Jinjerのようなプログレッシブメタルバンドは、ジェントの要素を取り入れながら新しいヘヴィサウンドを創造し、Electric Callboyのようなバンドは、エレクトロニックミュージックとメタルの融合という新しい可能性を示した。一方で、Airbourneのようなバンドは、クラシックなハードロックの伝統を現代に継承する役割を果たしている。

この多様化の流れは、最終的にジャンルの壁を越えた音楽的な収束へと向かい、現在のロックシーンの豊かさを生み出しています。

まとめ

近年のロックフェスのラインナップが弱くなっていることや、他ジャンルに押し込まれてロックバンドの出演数が減っているという事実は確かに存在している。しかし、この記事で紹介したようなシーンの中核で熱狂的なファンを獲得し続けているバンドが今も存在していることは、ロックの未来に希望を与えている。

ロックは死んだと言われており、確かにほぼ死にかけているのかもしれないん。

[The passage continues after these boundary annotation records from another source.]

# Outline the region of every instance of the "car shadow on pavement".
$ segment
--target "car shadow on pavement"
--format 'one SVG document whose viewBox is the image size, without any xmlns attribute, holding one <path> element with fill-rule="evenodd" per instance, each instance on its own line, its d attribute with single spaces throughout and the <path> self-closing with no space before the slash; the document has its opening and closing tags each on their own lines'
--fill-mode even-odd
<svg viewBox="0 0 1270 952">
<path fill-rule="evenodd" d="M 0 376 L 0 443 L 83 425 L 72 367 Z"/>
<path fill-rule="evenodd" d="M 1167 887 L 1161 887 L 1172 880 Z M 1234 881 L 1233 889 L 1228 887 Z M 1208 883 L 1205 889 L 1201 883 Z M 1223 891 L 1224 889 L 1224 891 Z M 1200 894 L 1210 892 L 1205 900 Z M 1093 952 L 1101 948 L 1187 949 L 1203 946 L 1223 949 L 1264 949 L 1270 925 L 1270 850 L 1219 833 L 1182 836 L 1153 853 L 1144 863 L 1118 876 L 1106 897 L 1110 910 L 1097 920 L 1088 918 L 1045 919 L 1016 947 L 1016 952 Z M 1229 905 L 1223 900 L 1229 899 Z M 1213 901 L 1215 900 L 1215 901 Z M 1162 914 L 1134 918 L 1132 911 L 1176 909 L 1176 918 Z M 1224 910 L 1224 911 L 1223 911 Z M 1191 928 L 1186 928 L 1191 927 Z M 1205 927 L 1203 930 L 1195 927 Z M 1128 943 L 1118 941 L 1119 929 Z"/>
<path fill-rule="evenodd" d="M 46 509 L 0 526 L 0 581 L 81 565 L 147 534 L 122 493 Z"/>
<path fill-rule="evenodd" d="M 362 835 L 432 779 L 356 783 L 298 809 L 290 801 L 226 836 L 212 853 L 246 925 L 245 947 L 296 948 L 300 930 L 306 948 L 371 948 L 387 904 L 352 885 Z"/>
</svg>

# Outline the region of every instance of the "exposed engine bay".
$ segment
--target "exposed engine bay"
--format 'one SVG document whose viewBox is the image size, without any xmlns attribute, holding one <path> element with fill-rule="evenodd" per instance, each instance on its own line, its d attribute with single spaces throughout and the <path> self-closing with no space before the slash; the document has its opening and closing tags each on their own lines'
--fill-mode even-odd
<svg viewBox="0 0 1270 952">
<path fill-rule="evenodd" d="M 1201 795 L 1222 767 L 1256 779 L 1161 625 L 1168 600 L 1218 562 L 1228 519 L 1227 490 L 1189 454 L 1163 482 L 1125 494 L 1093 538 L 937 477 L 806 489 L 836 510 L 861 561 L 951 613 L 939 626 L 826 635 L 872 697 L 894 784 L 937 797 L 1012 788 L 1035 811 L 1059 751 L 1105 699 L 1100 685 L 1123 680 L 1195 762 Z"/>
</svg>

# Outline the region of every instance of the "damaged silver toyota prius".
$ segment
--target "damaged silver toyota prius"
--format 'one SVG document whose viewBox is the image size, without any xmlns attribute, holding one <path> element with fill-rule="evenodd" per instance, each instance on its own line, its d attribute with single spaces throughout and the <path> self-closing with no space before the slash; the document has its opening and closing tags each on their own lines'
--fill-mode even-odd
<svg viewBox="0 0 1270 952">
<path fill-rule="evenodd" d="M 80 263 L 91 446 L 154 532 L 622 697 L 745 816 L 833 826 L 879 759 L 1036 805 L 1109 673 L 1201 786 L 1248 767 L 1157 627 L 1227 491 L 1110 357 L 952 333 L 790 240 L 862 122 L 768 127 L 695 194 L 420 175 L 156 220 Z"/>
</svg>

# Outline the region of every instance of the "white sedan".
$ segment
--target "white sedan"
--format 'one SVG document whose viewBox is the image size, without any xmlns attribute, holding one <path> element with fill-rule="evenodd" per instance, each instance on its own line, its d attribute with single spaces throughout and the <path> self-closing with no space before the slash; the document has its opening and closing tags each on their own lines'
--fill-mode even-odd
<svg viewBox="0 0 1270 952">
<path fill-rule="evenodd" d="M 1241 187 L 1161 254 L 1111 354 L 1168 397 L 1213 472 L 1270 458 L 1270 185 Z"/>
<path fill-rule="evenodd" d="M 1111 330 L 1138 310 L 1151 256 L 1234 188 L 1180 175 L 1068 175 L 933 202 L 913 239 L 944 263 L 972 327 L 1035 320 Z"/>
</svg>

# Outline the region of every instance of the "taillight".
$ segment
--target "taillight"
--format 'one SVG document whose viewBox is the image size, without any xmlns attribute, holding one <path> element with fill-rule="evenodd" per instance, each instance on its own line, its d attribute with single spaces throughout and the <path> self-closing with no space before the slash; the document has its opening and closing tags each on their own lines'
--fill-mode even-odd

絶対数は減っているだろう、それでも才能は確実に生まれ続けている。むしろサウンドプロダクションの質の高いバンドの割合は増えており、特に今回取り上げたロックシーンの最前線にいるバンドは多様性に溢れ、楽曲のクオリティのみならず録音技術など全体的なクオリティは極めて高いレベルにある。

当サイトでは、時代を超えたロックのルーツから新時代の才能まで、今後も主観的な偏りを含みつつも、真摯にロックシーンを紹介し続けていく姿勢だ。ロックの炎が消えることはないと信じて、これからも音楽の素晴らしさを伝え続けていきたい。